Mit Bezug auf den Fotografen Kyle Knight schreiben Sie, dass partizipatorische Fotografie das Verständnis für Lebensumstände erweitert und über das hinausgeht, was in Büchern steht. Was genau ist das? Was kann eine Fotografie, was ein Buch nicht kann?
Nun, es geht nicht nur um den Unterschied zwischen einer Fotografie und einem Text, sondern erst mal darum wie dieses Verständnis der Welt durch die Fotografie oder das Fotografieren entsteht.
Grundsätzlich hat Fotografie schon immer als billiges Dokumentationsmedium anthropologische oder soziologische Forschungen unterstützt. Die Eindrücke im Feld wurden auf Fotografien festgehalten als Unterstützung der Notizen des Forschers. In der späteren Auswertung erwies sich das Vermögen der Fotografie auch Einzelheiten festzuhalten, denen sich der Forscher im Moment der Aufnahme gar nicht bewußt war oder deren Bedeutung er in diesem Moment noch nicht kannte als sehr hilfreich. Die Möglichkeit alle – auch die unbewußt gebliebenen – Bildelemente in ihrer augenblicklichen Gesamtheit und Zuordnung zu einander im Nachhinein zu erfassen prägte das Verständnis um das Forschungssubjekt. Ein ganz gehöriger Zugang zur Lebenswelt sozusagen.
In der partizipatorischen Fotografie ist nun viel wichtiger, dass meine Foto-Partner mitmachen und wie weit sie mitmachen wollen. Ich bin auf sie angewiesen um die Bilder zu erzeugen, die dann unser Verständnis der Lebenswelt abbildet und deutet. Das heißt hier entsteht schon in der Zusammenarbeit ein Verständnis für diese Person und ihre Lebensumstände. Das hat damit zu tun, dass diese Zusammenarbeit den Forscher/Fotografen lenkt auf das, was Bedeutung für den Partner hat. Also nicht Straßen als Name, sondern was die Straße bedeutet beispielsweise. Als persönliche oder geschichtliche Erinnerung. Oder welche Handbewegung nicht zufällig, sondern eine Geste ist, wie und wann sie gebraucht wird und was sie bedeutet. In dieser Kooperation kommen zwei Experten zusammen. Einer für Fotografie und Darstellung und einer für die Welt und ihre Bedeutung. Hier kann der subjektive Raum wie er von einer Ortsgemeinschaft erlebt wird in der Fotografie zum Vorschein kommen. Und dadurch repräsentiert eine solche Fotografie oft die Eigenerzählung der Menschen viel besser und lässt die Fotografie viel weiter in den Alltag hineinreichen und wirksam werden.

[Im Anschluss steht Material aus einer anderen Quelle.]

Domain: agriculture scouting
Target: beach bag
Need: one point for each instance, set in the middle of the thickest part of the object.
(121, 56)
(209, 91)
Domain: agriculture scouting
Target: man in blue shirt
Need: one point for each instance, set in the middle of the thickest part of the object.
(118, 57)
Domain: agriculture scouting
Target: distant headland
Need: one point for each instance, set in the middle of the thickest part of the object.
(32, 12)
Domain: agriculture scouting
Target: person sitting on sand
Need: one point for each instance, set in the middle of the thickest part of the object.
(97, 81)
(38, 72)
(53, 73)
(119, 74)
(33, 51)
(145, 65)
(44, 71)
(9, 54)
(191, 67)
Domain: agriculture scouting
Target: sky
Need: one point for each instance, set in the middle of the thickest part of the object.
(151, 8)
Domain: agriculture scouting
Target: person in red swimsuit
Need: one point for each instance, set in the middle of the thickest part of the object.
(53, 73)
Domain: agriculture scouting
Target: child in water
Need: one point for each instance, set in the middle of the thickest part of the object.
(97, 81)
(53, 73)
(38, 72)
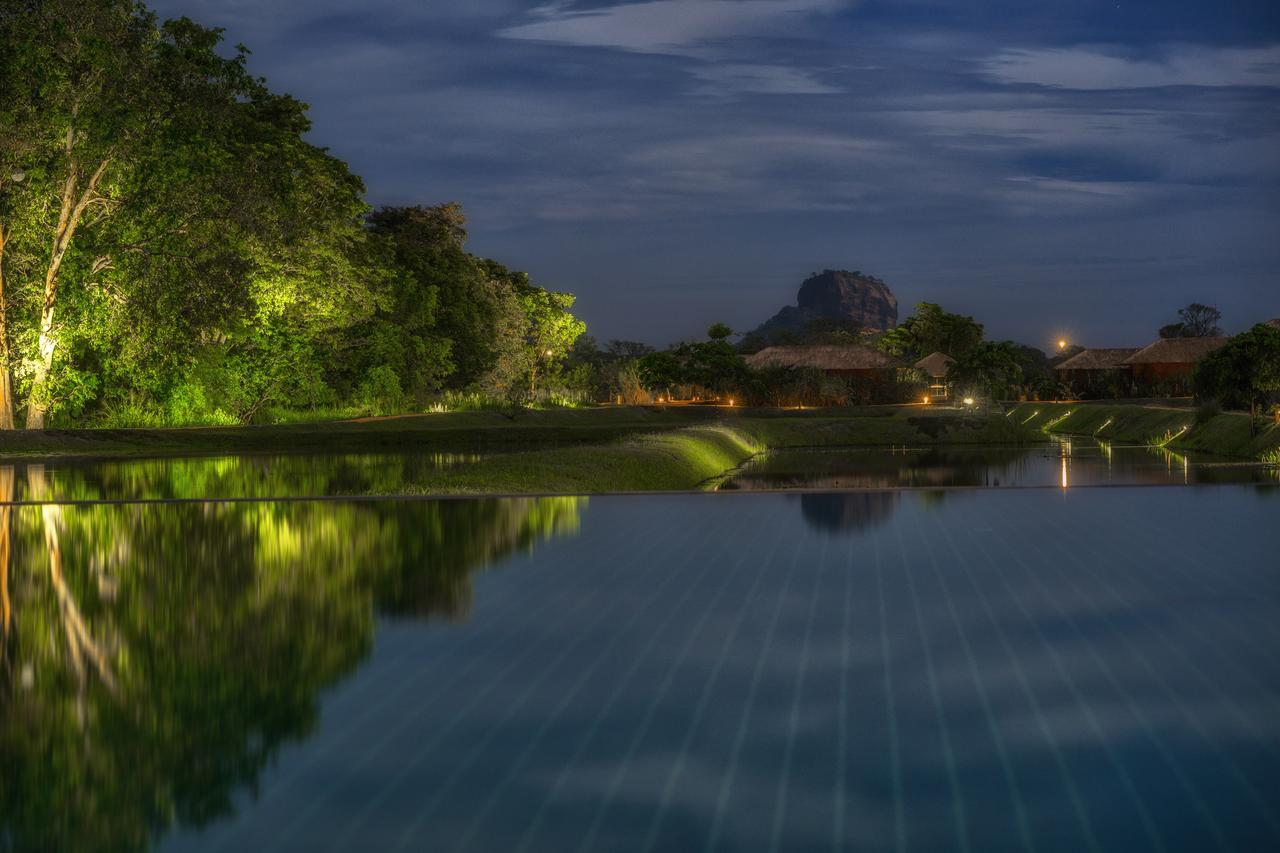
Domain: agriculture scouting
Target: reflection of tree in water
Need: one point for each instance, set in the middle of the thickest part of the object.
(849, 511)
(156, 657)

Ohne dieses Verständnis fotografiere ich nur die Physik oder meine Imagination.
Martin Kohler
Die partizipatorische oder kollaborative Stadtfotografie hat ihre Wurzeln in der Visual Anthropology. Daher werden ihre Methoden auch mit englischen Begriffen gekennzeichnet: photo-voice, co-director photography, collaborative filmmaking, re-takes. Was verbirgt sich hinter diesen Begriffen, wie sehen die konkreten Methoden einer kollaborativen Stadtfotografie aus?

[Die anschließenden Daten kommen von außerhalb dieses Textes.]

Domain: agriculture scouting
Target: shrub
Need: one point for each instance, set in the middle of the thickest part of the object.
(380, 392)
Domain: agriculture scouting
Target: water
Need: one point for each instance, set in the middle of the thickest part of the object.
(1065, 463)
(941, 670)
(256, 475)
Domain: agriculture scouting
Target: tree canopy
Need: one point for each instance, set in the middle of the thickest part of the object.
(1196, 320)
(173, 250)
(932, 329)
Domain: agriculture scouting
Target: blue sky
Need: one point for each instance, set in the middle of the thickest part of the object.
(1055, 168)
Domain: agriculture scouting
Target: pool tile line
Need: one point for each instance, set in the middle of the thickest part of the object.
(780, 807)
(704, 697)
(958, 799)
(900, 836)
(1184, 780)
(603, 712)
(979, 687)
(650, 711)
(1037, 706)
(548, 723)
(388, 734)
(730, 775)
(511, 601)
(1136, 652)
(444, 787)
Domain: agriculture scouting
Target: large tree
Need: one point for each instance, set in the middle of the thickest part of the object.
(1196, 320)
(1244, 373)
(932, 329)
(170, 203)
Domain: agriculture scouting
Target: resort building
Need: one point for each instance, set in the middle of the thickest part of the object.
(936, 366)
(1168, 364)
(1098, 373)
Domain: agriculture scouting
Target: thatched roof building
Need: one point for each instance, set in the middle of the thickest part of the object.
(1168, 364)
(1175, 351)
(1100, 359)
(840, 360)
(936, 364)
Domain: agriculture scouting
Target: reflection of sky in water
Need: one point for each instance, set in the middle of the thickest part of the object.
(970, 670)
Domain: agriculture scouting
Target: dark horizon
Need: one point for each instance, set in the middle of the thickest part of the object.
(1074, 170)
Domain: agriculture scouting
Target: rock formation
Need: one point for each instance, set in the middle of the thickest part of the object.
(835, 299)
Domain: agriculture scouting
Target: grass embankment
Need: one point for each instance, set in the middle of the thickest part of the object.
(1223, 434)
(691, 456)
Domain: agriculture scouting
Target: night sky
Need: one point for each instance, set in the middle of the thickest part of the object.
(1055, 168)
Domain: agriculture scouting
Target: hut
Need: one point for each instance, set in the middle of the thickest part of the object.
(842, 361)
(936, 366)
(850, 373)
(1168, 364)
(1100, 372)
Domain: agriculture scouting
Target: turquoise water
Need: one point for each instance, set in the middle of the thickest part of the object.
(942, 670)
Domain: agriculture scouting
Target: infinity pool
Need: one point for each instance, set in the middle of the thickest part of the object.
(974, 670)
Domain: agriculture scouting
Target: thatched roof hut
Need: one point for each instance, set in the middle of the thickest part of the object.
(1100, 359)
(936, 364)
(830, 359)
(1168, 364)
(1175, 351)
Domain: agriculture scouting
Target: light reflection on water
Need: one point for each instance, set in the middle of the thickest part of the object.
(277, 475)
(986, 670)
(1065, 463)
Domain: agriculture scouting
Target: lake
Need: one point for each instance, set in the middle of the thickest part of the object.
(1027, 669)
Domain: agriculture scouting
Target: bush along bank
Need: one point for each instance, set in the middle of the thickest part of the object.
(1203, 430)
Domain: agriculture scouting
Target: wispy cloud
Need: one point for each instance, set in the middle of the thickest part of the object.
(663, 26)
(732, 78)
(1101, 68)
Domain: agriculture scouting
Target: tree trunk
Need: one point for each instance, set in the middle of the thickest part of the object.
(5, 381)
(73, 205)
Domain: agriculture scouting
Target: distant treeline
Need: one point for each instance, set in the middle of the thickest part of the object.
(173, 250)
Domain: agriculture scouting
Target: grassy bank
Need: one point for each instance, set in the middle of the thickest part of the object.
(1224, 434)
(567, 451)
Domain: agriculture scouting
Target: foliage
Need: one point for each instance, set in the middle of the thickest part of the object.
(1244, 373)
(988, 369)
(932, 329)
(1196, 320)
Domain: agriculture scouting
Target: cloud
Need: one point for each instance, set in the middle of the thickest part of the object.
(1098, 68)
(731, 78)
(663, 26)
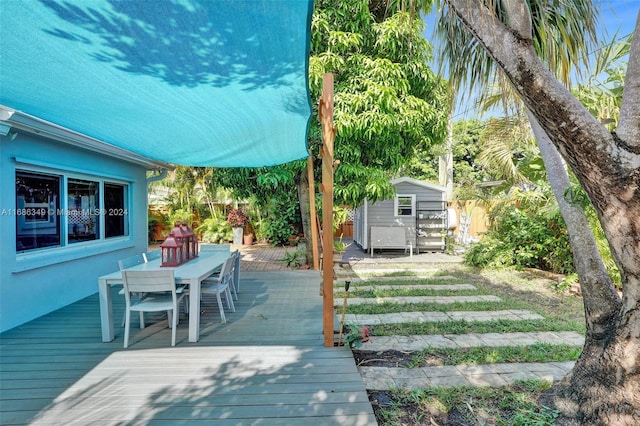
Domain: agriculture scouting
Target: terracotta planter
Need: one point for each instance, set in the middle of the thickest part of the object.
(237, 235)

Die kollaborative Fotografie gibt grundsätzlich einen Teil der Autorenschaft am Bild ab. In welcher Weise und wieviel hängt von den einzelnen Formaten ab. Dabei verwendet die künstlerische kollaborative Fotografie keine Methoden, sondern entwickelt sich ihren Zugang selbst. Die Zugängen lassen sich aber oft auf Methoden der Visuellen Anthropologie oder Soziologie zurückführen. Zwei der bekanntesten Methoden, die für Interviews eingesetzt werden, sind Photo-Voice und Photo-Elicitation. Photo-Voice bedeutet im Wesentlichen, dass die Interviewpartner Fotografien erstellen zu einer bestimmten Fragestellung anstatt sich mündlich dazu zu äußern. Der Ansatz wird auch oft als „hand-over-the-camera“ beschrieben, da hier die Kamera zusammen mit der Frage an die Interviewten übergeben wird. Dies ist zum Beispiel unglaublich aufschlußreich bei der Arbeit mit Jugendlichen oder marginalisierten Gruppen. Teilweise habe ich als Fotograf gar keinen Zugang zu deren Räumen oder die Räume und das Verhalten ändert sich, wenn ich es betrete.

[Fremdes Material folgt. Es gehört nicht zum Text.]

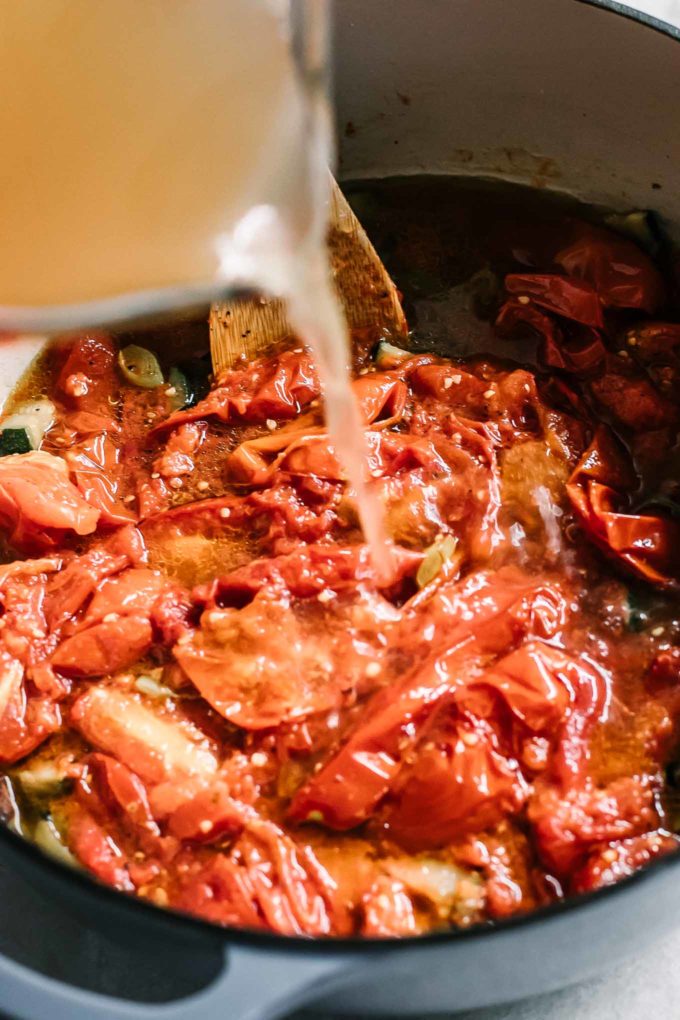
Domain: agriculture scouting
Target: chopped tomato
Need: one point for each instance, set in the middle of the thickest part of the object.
(646, 545)
(622, 274)
(574, 299)
(38, 503)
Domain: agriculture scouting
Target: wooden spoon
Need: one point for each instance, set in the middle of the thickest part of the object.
(369, 297)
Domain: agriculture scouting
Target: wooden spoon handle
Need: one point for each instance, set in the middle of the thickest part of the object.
(369, 297)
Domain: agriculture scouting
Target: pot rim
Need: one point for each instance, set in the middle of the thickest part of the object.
(188, 926)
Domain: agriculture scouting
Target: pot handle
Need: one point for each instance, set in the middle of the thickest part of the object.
(254, 984)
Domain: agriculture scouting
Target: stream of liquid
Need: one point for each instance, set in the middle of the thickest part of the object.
(172, 147)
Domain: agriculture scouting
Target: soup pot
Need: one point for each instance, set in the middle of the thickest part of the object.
(579, 97)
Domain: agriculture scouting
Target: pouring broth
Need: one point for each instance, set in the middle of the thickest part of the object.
(209, 698)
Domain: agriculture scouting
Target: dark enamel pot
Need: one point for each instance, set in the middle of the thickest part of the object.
(583, 98)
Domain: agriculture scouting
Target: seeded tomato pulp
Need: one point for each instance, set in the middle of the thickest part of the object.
(208, 700)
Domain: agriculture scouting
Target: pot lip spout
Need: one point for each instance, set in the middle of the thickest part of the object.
(636, 14)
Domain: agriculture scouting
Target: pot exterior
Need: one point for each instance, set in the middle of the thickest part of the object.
(562, 95)
(537, 956)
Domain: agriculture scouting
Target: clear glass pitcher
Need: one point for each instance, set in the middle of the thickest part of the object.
(156, 153)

Photo-Elicitation kann sich entweder daran anschließen oder auch eigens verwendet werden. Es ist ganz einfach die Idee eine Fotografie im Laufe eines Interviewgesprächs zu benutzten. Durch das Zeigen einer Fotografie kann der Interviewte selbst bestimmen, welchen Teil des Bildes er kommentiert, was für ihn wichtig ist und verrät damit dem Forscher wichtige Details, nach denen er nicht hätte fragen können.
„Co-directed photography“ teilt das Ausarbeiten der Bildidee zwischen Fotograf und einer anderen Person. Das kann der/die Abgebildete sein, aber auch ein unabhängiger Partner. Gemeinsam wird die Bildidee entwickelt und umgesetzt „directed“, die der Fotograf dann ablichtet. Auch hier geht es um den Lebensraum und die intensive Zusammenarbeit ist notwendig um Vertrauen zu schaffen, ein Verständnis für den Anderen zu formen und dann auch eine für beide Seiten wirkungsvolle Umsetzung zu erzielen.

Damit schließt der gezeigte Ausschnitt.